President Barack Obama will not use Russia's hopes to join the World Trade Organization (WTO) as leverage to get Moscow to end its support for Syrian President Bashar al-Assad, the White House said Thursday.
"We support Russia's accession to the WTO and we support measures that need to be taken to help bring that about," spokesman Jay Carney told reporters aboard Air Force One.
Asked whether Obama, who meets early next week with Russian President Vladimir Putin, would deliver an ultimatum demanding more help on Syria in return for WTO membership, Carney replied: "You're creating a connection here that I am not suggesting exists."
"I think that we have very frank discussions with the Russians and will continue to have them about Syria and other issues," Carney said. "And I know that other countries have those same discussions."

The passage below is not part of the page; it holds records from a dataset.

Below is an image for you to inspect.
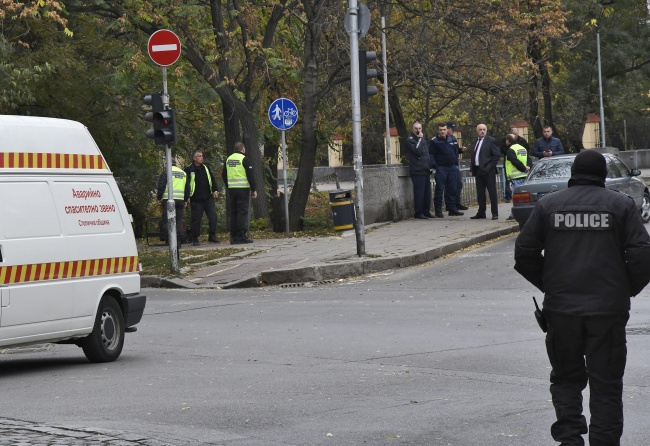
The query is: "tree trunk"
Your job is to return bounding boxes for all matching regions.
[389,89,407,158]
[288,1,328,232]
[222,101,240,157]
[539,59,558,137]
[527,37,543,139]
[262,135,285,232]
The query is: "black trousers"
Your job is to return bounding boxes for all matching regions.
[545,310,629,446]
[410,174,432,216]
[228,188,250,239]
[189,198,217,239]
[160,200,186,242]
[475,169,498,216]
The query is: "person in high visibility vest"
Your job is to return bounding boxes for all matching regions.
[156,158,188,243]
[184,150,220,246]
[504,133,532,221]
[222,141,257,244]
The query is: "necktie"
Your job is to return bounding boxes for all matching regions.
[474,138,483,165]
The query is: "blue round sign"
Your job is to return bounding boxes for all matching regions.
[268,98,298,131]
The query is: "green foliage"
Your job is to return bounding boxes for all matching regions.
[249,218,269,231]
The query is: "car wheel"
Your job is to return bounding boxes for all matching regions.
[81,295,124,363]
[640,191,650,224]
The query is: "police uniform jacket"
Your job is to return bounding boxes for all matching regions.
[429,135,457,169]
[514,177,650,315]
[447,134,461,158]
[405,132,431,175]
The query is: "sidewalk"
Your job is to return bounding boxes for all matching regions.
[142,202,519,289]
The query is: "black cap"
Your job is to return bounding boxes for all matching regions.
[570,150,607,185]
[446,121,456,130]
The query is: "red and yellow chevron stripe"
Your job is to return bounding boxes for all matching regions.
[0,152,106,170]
[0,256,139,285]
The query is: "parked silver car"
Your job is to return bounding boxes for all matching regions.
[511,153,650,229]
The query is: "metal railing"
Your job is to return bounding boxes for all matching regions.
[456,166,507,205]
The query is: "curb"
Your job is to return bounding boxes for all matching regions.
[255,224,518,287]
[142,225,519,290]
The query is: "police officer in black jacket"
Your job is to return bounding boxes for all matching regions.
[514,150,650,446]
[405,121,434,219]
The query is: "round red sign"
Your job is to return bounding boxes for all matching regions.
[147,30,182,67]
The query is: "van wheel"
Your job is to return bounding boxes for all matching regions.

One day earlier, the spokesman had bluntly told Russia to stop arming Assad's forces, which have been carrying out a 15-month crackdown on Syria's opposition. Some observers have put the death toll at 14,000 people. The Obama Administration has long supported Russia's entry into the WTO, which enforces the rules of global trade and adjudicates disputes. Doing so will require Congress to repeal a Cold War-era law, the Jackson-Vanik amendment, which aimed to use trade restrictions to compel the Soviet Union to allow the emigration of Jews.
A bipartisan group of senators has unveiled legislation to do so. The group includes Democratic Senate Foreign Relations Committee Chairman John Kerry, who is seen as a leading contender to succeed Secretary of State Hillary Clinton if Obama wins a second term. While some Russia critics and human rights advocates may oppose the move, strong support from the business community is expected to push the measure to passage.

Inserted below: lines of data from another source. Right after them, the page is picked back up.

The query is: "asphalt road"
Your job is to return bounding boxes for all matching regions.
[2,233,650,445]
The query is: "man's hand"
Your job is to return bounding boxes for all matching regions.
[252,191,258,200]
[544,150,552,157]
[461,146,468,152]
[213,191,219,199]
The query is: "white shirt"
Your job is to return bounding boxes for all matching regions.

Obama is due to meet with Putin on the sidelines of a major economic summit next week, their first talks since the former KGB officer won reelection as president.
"The fact that we have disagreements with Russia on some matters -- Syria being one of them right now -- does not mean that we cannot move forward with the Russians on areas where we agree or where we are able to see more eye-to-eye," Carney said.

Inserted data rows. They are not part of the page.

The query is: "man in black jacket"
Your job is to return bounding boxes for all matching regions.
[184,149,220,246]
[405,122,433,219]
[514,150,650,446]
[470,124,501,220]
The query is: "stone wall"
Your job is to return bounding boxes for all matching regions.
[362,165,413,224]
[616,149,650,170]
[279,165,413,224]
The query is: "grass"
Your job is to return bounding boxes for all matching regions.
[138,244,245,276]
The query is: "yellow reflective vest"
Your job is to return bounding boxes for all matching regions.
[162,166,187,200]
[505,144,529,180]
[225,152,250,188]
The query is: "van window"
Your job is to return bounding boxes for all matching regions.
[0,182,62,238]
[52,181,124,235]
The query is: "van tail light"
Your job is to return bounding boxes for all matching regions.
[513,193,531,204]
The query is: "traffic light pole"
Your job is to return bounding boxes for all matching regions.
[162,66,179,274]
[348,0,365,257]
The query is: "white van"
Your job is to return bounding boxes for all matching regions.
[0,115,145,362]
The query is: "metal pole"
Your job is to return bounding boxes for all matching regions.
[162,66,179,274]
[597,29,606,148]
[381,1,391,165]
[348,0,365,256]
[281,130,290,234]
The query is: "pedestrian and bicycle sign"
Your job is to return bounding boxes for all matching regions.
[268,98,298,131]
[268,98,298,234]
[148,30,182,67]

"The president looks forward to his first bilateral with President Putin. Our relationship with Russia has been -- since the President took office and changed our approach -- one where we cooperate in areas where we agree," the spokesman said.
Carney was referring to Obama's so-called "reset" of relations with Russia, an engagement strategy that many Republicans, including Mitt Romney, describe as all give and no get. Obama aides say that the policy has won greater cooperation from Russia on imposing and enforcing sanctions on Iran as well as concessions on supply routes to provision NATO-led forces in Afghanistan.
"That has been productive and useful for both countries -- and we are clear and transparent and frank about the areas where we disagree," Carney said.
The Obama-Putin meeting comes at a time of escalating bilateral tensions on a range of issues, including American missile defense plans, Syria and other matters. Putin notably skipped the NATO summit Obama hosted in Chicago late last month. And he also underlined the organized crime history of Obama's hometown.